6th August 2025

90 NOT OUT

Recently we have celebrated several family 90th birthdays: twenty years beyond the Psalmist’s norm of ‘three score years and ten’. There may be, he affirms, years of prosperity and flourishing, or times of misfortune, toil and sorrow, but all our days are in the hands of the one God who is our refuge and strength [Psalm 90].

A 90-year old would have grown up during the Second World War, neighbours killed in the bombing, churches reduced to rubble, and then living through difficult years which witnessed the conflict in Korea, the Suez crisis, and ongoing conflict in Vietnam. By contrast, the late 1980s into the 1990s saw many promising changes – the collapse of the Berlin Wall, the dissolution of the Soviet Union, and the ending of the Warsaw Pact which had tied the countries of Eastern Europe to the Soviet Union – all making for hopes of lasting years of international peace and co-operation.

But long life takes the story into new years of war and destruction. There is, today, too long a list of countries where violence challenges peace. Just think of Myanmar, Ukraine, the West Bank, Gaza, and Sudan, to name a few urgent situations from a much longer list of concern.
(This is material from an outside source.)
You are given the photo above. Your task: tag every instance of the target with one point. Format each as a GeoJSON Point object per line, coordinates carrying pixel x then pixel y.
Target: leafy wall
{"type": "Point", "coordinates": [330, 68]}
For us, this creates a tragic sense of powerlessness, that whilst gifts can help with relief, there seems no way in which the wielders of power can be stopped on their heinous exercises destroying the lives of innocent civilians with injuries so severe that one is tempted to see those who are killed as more fortunate than those left to a life of paralysing disability. Beyond all that, some aspects of developing artificial intelligence and the impact of global warming spell out new dimensions of experience, both frightening and incomprehensible. And so, the peace of former years gives way once more to times of turbulence which an aging intelligence finds it difficult to handle, though still holding fast to the one God who still is our refuge and strength.